Após ataque em Blumenau, governador bolsonarista de SC pretende colocar policiais armados nas escolas estaduais

O governador Jorginho Mello (PL) anunciou nesta segunda-feira (10) que, em até 60 dias, todas as escolas estaduais de Santa Catarina terão ao menos um policial armado. A decisão ocorre após o ataque em uma creche de Blumenau, no Vale do Itajaí, que matou quatro crianças. A iniciativa custará R$ 70 milhões ao ano e…

O governador Jorginho Mello (PL) anunciou nesta segunda-feira (10) que, em até 60 dias, todas as escolas estaduais de Santa Catarina terão ao menos um policial armado. A decisão ocorre após o ataque em uma creche de Blumenau, no Vale do Itajaí, que matou quatro crianças.

A iniciativa custará R$ 70 milhões ao ano e será implementada em 1.053 unidades de ensino. Além de policiais militares que estão na ativa, o Estado planeja chamar profissionais aposentados.

O ataque ocorreu na última quarta-feira (4), na creche Cantinho Bom Pastor. Além dos mortos, cinco crianças se feriram. As vítimas tinham entre 4 e 7 anos de idade.

“Onde a criança estiver brincando ele [agente de segurança] tem que estar junto. As crianças estão no parquinho ele tem que estar junto”, disse o governador.

Em relação às creches e escolas municipais, Mello afirmou que o Estado não irá exigir a escolta armada e que será de responsabilidade de cada administração a decisão. “A gente vai ter colaboração com os prefeitos e entendimentos, mas é de responsabilidade do município.”

Após o crime, a prefeitura de Blumenau anunciou férias na rede municipal de ensino para contratar segurança privada. As aulas retornam em 17 de abril.
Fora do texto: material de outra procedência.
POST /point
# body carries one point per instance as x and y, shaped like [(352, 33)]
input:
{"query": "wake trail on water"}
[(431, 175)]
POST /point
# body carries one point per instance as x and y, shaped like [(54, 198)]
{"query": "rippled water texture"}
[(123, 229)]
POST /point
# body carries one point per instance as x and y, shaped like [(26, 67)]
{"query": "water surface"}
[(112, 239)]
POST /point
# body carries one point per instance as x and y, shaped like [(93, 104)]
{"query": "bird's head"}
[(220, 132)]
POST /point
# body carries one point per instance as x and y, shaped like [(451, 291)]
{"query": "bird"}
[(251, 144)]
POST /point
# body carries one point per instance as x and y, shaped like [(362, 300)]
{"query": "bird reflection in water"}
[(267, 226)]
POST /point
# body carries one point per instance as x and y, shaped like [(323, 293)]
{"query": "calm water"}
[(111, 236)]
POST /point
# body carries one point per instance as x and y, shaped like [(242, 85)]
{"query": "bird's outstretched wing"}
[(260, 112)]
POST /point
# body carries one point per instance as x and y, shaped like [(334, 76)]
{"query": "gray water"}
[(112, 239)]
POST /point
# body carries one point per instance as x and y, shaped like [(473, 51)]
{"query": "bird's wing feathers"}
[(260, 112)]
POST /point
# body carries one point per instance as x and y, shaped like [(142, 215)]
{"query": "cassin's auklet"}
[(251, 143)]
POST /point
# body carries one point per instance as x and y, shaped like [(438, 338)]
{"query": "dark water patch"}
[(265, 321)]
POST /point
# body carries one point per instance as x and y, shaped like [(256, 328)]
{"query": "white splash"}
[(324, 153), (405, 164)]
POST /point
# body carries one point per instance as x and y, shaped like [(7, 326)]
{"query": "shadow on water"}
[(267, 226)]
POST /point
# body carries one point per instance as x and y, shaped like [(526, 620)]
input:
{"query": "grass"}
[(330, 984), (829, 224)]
Outras medidas, como a implantação de 125 câmeras nas escolas do município, já haviam sido anunciadas pela prefeitura após o ataque à creche. A creche onde houve o ataque fará uma reunião com órgãos do governo, na terça (11), para traçar planos de segurança.

Em entrevista, a fundadora do Núcleo de Estudos e Pesquisas sobre Violências (NUVIC) da Universidade Federal de Santa Catarina (UFSC), Ana Maria Borges de Sousa, afirmou que a presença de vigilantes ou a policiais nas escolas em uma lógica de “criar personagens que fazem a repressão” pode auxiliar no combate das violências, mas não é suficiente.

Segundo a especialista, é necessário políticas públicas, com o auxílio da comunidade escolar, gestões e governos para incentivar uma cultura de direitos humanos e de direito à vida.

“A gente precisa incentivar nas escolas, nas famílias nas instituições uma cultura de direitos humanos e de direito à vida. É preciso implementar uma gestão de cuidado com a vida” explica.

Outros estudiosos apontam o extremismo de direita como um dos incentivos aos ataques em escolas, pois fomentam comunidades de ódio que têm servido de espaço para a disseminação de ideias extremistas e intolerantes.

Daniel Cara, professor da Faculdade de Educação na Universidade de São Paulo (USP), participou do grupo de trabalho da Educação no governo de transição e contribuiu com o relatório O extremismo de direita entre adolescentes e jovens no Brasil: ataques às escolas e alternativas para a ação governamental. Ele afirma que os jovens são recrutados, através dessas comunidades de ódio, para se tornarem agentes de violência contra a sociedade por meio das escolas.

O ministro Flávio Dino disse hoje, por sua vez, que a “ideia de violência extremista” liga golpistas políticos que invadiram e depredaram as sedes dos Três Poderes da República, em 8 de janeiro, a assassinos de crianças em escolas e creches. Para ele, “a ideia de violência extremista a qualquer preço, a qualquer custo” está na raiz dos atos terroristas de Brasília, assim como nos ataques recentes em escolas.

Apoiador de Bolsonaro, o governador Jorginho Melo enxerga a questão como caso de polícia: “Já começamos o processo. A ronda na escola já começou, o vigia na escola já começou. É o homem ou a mulher armada dentro da escola, em 60 dias a gente começa”, disse.

Já Roseli Lins, professora no curso de psicologia e coordenadora do Programa de Apoio e Orientação (Proato) da Universidade Presbiteriana Mackenzie, corrobora a tese de que a escola é um laboratório de relacionamento. E completa:

“Não se pode dizer que é um problema de violência escolar e responsabilidade escolar. Não é um ataque à escola, mas contra a escola, e muito voltado à diversidade. Por isso, discutir como ter escolas com processos mais democráticos, que possam desenvolver projetos com mais criatividade, que permitam aos alunos expressarem mais os sentimentos, e que os gestores acompanhem mais de perto essa comunidade, é fundamental”.

Com informações do G1 e Correio Braziliense.